You can read much more about the PageRank concept in this article, where I go in-depth on the subject.
PagerankWeight
This parameter indicates the weight stored in linkmaps for PageRank. This weight affects the ranking of pages based on the quality and relevance of links. The higher the PageRank, the more influence the link has on a page's placement in search results.
Linkmap
A linkmap is a detailed mapping that stores various attributes and metrics for links between pages. In addition to PageRank weight, a linkmap also contains link attributes (e.g., nofollow), anchor texts, and much more. The linkmap is used to calculate the concrete PageRank score for a given page (strength).

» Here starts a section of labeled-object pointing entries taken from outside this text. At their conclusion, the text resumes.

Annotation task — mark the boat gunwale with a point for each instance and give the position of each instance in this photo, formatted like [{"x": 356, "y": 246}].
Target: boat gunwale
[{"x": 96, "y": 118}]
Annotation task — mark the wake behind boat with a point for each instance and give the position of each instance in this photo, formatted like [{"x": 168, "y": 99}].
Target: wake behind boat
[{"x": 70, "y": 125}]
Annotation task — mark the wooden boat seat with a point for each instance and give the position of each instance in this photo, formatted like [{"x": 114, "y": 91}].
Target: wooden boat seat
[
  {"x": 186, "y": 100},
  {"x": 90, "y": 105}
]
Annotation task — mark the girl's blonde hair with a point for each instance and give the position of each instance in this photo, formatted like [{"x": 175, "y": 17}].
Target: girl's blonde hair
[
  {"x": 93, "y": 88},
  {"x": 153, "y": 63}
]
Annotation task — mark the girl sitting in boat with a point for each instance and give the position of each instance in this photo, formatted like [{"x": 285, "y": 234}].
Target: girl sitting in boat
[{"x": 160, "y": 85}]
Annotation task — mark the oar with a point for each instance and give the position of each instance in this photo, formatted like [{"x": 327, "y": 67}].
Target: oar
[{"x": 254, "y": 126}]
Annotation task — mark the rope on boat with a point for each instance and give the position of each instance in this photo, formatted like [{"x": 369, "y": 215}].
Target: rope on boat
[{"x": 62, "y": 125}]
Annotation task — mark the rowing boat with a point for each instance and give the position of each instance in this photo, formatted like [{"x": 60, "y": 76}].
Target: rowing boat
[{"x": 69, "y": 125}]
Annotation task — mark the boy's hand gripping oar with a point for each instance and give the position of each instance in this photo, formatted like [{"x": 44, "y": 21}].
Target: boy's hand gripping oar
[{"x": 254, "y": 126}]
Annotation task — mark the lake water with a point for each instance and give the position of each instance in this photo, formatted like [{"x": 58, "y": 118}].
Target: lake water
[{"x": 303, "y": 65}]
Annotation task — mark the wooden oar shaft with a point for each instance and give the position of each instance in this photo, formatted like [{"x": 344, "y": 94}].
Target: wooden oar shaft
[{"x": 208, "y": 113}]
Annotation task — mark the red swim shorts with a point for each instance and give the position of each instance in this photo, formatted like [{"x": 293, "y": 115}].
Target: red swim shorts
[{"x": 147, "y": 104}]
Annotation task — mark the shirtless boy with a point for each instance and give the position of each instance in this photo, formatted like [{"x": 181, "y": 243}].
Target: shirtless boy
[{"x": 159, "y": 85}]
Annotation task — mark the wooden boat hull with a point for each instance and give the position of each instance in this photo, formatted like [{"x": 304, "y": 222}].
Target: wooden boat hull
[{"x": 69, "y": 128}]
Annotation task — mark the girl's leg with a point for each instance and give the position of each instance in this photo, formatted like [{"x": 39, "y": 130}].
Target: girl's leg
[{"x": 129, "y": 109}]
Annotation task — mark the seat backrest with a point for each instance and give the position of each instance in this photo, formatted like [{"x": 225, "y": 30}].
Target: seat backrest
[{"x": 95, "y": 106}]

Not to be confused with Google's Link Graph, which is used to represent the overall structure of the internet's link patterns.
SourceType
Indicates the quality of the anchor's source page (the page that links). The sourceType attribute registers the quality of a link's source in relation to the tier the content is in. In short, this means that the higher the indexing tier a page has, the higher value links from that page are expected to have. At the same time, links are classified as either TYPE_HIGH_QUALITY, TYPE_MEDIUM_QUALITY, or TYPE_LOW_QUALITY, based on the link's indexing tier.
Quality and Traffic
Perhaps somewhat surprisingly, this is based on the number of clicks a given page receives from organic results. This means that a link from a website that receives many clicks from organic results has a greater effect than a link from a page with few or none.
The question is whether PageRank even flows through links that come from pages categorized as low quality? My bet is that it doesn't. This confirms the thesis that links from pages that themselves have traffic are better links than links from pages without traffic. Perhaps not particularly surprising, but still a topic that has been widely debated over the last 5-10 years.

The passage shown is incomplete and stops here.